Weathered Glass vs Shoji White
Weathered Glass (Dulux) and Shoji White (Sherwin-Williams) come from different manufacturers. Weathered Glass reads as green-grey, while Shoji White reads as beige-greige — two distinct hue families, not close cousins. The 8-point LRV gap — 74 for Shoji White vs 66 for Weathered Glass — means Shoji White will open up a space more effectively. Where Weathered Glass leans neutral, Shoji White reads warm — a distinction that shifts noticeably depending on the light source and surrounding finishes. ΔE 7.7 means they're clearly different, but not dramatically so — they'd pair well in the same room. Below you'll find 3 real-room photo comparisons where both colors appear side by side, plus 5 simulated room previews.

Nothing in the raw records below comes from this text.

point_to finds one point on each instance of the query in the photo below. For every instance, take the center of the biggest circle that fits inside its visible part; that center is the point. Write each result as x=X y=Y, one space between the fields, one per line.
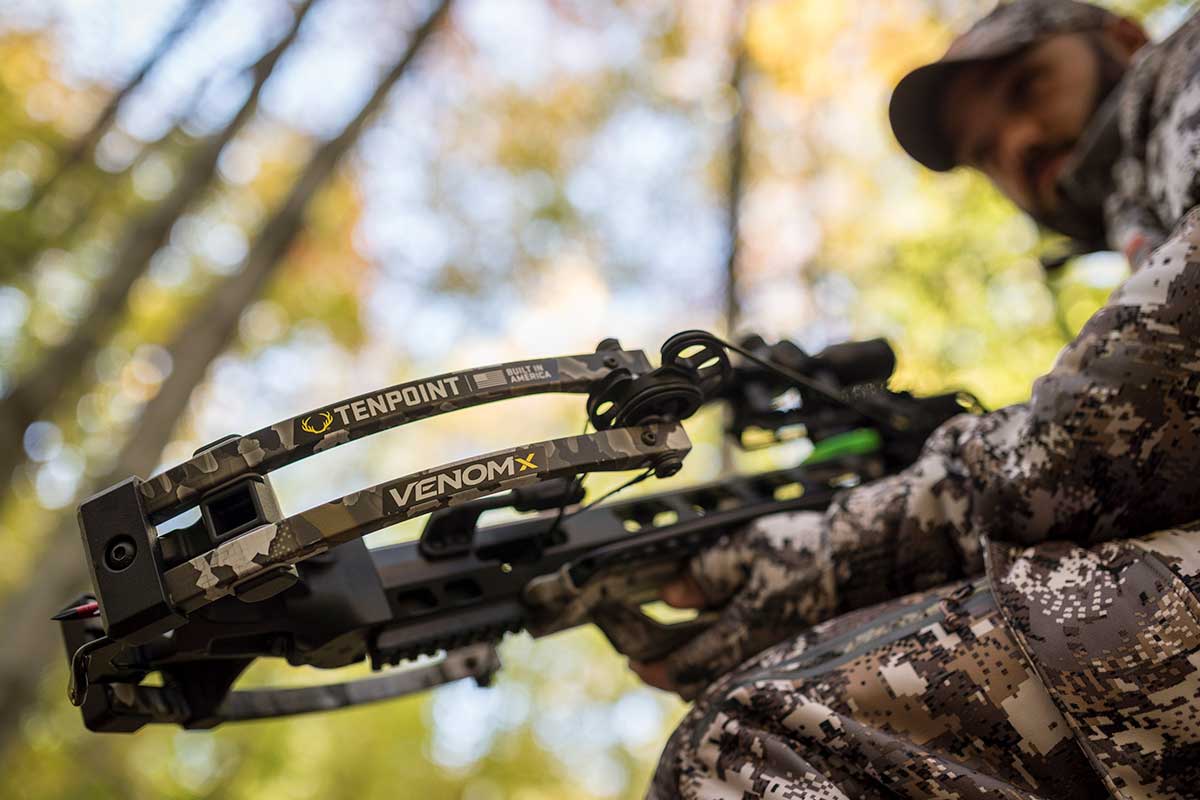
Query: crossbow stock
x=198 y=603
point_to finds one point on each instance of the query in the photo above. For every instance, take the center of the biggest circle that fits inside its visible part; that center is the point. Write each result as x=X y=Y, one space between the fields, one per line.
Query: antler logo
x=323 y=421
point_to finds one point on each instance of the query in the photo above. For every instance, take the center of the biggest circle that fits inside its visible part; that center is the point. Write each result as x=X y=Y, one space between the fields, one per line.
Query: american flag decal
x=489 y=379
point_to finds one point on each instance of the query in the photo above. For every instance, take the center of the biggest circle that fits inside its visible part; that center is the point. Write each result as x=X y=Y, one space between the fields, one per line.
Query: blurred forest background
x=215 y=215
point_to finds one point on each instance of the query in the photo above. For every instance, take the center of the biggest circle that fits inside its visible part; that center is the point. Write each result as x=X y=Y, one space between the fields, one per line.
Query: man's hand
x=771 y=579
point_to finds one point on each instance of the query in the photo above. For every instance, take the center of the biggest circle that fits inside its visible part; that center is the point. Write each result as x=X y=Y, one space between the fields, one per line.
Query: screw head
x=120 y=553
x=667 y=467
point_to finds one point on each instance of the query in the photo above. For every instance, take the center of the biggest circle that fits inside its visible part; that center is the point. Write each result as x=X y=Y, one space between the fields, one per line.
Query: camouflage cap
x=915 y=109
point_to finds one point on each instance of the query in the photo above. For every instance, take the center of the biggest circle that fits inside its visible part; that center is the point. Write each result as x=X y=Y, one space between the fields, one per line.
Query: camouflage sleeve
x=1107 y=447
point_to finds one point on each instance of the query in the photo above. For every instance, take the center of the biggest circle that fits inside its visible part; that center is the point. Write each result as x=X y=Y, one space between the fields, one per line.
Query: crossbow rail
x=199 y=603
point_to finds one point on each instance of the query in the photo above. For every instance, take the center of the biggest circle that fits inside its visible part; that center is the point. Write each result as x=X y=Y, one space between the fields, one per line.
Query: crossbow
x=197 y=605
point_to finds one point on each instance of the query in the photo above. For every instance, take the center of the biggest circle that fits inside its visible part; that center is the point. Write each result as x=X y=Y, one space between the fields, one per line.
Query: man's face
x=1018 y=119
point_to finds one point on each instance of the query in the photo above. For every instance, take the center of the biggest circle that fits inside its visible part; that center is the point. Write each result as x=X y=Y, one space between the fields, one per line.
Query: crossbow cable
x=169 y=703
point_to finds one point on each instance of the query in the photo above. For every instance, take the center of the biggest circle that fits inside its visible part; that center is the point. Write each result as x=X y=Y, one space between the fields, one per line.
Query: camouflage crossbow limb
x=197 y=605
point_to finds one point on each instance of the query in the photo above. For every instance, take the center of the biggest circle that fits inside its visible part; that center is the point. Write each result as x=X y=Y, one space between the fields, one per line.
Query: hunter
x=1014 y=615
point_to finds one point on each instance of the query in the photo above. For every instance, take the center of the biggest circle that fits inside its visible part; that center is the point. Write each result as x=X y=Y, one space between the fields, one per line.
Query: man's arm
x=1107 y=446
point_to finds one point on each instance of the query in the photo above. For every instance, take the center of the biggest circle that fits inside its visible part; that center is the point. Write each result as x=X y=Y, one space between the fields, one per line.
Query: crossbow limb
x=197 y=605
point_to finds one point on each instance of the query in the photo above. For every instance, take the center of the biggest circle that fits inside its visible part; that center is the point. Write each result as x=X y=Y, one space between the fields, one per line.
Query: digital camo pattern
x=1159 y=118
x=180 y=487
x=1083 y=499
x=255 y=553
x=912 y=699
x=1115 y=632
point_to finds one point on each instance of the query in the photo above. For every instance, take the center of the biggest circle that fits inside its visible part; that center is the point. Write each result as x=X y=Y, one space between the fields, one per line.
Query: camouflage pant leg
x=916 y=698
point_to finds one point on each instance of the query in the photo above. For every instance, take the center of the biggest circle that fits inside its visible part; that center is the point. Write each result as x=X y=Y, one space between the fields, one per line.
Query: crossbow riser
x=199 y=603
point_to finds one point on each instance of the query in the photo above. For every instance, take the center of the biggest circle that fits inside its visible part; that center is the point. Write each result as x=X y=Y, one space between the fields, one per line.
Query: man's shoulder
x=1158 y=76
x=1159 y=121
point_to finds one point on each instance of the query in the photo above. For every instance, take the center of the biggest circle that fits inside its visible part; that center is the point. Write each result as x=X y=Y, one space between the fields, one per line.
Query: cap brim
x=916 y=114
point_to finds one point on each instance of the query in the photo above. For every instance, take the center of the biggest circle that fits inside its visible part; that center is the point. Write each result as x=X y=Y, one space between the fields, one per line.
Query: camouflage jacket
x=1073 y=503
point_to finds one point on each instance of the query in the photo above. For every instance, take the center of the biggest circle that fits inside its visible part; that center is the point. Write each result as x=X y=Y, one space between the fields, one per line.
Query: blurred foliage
x=553 y=176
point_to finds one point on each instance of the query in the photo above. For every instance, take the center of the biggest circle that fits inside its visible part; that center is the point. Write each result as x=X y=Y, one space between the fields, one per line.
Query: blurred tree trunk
x=31 y=641
x=736 y=174
x=39 y=391
x=85 y=145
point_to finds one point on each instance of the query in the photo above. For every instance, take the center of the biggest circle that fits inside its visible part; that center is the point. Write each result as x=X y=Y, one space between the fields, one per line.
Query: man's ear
x=1127 y=35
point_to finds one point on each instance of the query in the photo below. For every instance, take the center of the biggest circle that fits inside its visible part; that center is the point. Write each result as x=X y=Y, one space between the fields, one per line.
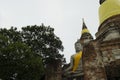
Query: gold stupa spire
x=84 y=28
x=108 y=9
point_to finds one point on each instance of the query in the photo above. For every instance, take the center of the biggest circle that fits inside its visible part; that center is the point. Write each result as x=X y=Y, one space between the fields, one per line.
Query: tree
x=17 y=60
x=22 y=53
x=43 y=41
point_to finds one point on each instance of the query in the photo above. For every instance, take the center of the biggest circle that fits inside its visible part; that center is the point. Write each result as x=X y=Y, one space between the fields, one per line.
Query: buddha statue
x=75 y=67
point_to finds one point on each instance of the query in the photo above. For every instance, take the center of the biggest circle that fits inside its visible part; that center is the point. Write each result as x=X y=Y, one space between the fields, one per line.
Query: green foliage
x=22 y=53
x=43 y=41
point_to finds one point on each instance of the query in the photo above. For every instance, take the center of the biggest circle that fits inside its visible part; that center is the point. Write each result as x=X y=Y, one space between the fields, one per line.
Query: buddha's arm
x=71 y=63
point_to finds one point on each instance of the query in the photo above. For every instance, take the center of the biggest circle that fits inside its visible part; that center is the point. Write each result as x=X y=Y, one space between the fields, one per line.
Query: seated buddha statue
x=75 y=61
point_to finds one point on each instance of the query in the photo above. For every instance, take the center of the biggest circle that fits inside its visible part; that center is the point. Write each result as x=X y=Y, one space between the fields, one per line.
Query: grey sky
x=63 y=15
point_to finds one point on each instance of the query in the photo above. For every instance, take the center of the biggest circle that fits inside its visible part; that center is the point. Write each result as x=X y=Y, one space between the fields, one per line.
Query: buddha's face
x=78 y=47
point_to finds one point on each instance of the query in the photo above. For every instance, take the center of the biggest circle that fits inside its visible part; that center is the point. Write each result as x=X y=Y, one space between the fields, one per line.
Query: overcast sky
x=63 y=15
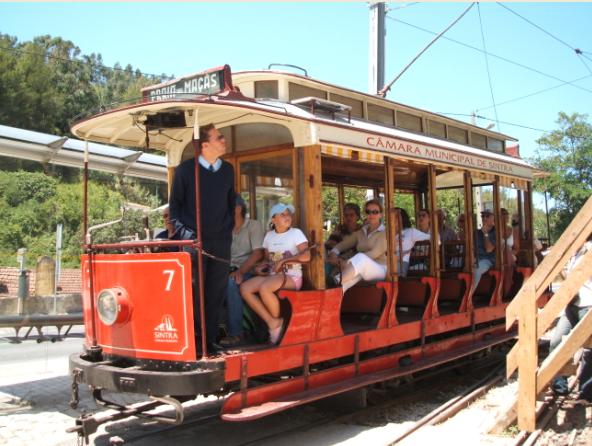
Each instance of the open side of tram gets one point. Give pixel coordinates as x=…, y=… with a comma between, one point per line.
x=295, y=140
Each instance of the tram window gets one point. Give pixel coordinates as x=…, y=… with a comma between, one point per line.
x=358, y=195
x=300, y=91
x=437, y=129
x=383, y=115
x=268, y=181
x=255, y=136
x=357, y=106
x=495, y=145
x=478, y=140
x=331, y=216
x=457, y=135
x=266, y=89
x=409, y=122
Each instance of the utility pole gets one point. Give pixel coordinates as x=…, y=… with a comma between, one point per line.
x=377, y=35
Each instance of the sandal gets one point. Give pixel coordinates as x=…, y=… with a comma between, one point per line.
x=276, y=333
x=230, y=341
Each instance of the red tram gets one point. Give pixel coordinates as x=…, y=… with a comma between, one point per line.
x=293, y=137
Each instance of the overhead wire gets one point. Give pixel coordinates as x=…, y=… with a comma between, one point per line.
x=526, y=67
x=487, y=67
x=540, y=28
x=386, y=88
x=489, y=119
x=544, y=90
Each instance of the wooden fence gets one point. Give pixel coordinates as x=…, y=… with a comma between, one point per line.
x=533, y=323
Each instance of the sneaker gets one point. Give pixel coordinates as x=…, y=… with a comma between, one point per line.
x=560, y=386
x=276, y=333
x=231, y=341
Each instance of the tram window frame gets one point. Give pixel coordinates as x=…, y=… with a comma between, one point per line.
x=254, y=157
x=258, y=136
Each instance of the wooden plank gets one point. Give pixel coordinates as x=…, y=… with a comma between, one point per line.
x=434, y=236
x=562, y=297
x=569, y=242
x=576, y=278
x=529, y=226
x=564, y=351
x=527, y=378
x=170, y=177
x=391, y=221
x=469, y=229
x=498, y=224
x=512, y=360
x=312, y=211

Weathered Glass vs Shoji White in Real Spaces
3 real rooms side by side. Weathered Glass and Shoji White are close enough that the difference can be hard to judge from a chip alone — these photos show how each reads at scale, across different spaces and lighting conditions.
Living Room
A living room wall sees more varied light than almost any other surface in the house, which makes the choice between these two more nuanced than a chip suggests. Shoji White reflects noticeably more light off the walls, making the space read more open than Weathered Glass.
Bedroom
Bedrooms are typically lit with warmer, lower light than the rest of the house — a condition that flatters warm tones and deepens cool ones. Shoji White returns significantly more light to the room — in a smaller or darker space, that difference in perceived brightness is hard to miss.
Kitchen Cabinets
Cabinet color is always seen in context — against countertops, backsplash, and hardware — which amplifies undertone differences that might disappear on a plain wall. Shoji White returns significantly more light to the room — in a smaller or darker space, that difference in perceived brightness is hard to miss.
Color Details
Weathered Glass vs Shoji White Simulated Comparison
5 simulated room previews — drag the slider on each to see Weathered Glass on one side and Shoji White on the other.
Digital color is approximate. These simulations are generated from the manufacturer's hex values and overlaid on grayscale room photos — your screen's calibration, brightness, and viewing angle all affect how they render. Before committing to either color, test physical samples in your own space under the light you actually live with.
More Weathered Glass comparisons
See how Weathered Glass stacks up against other well-photographed colors across different brands and tones.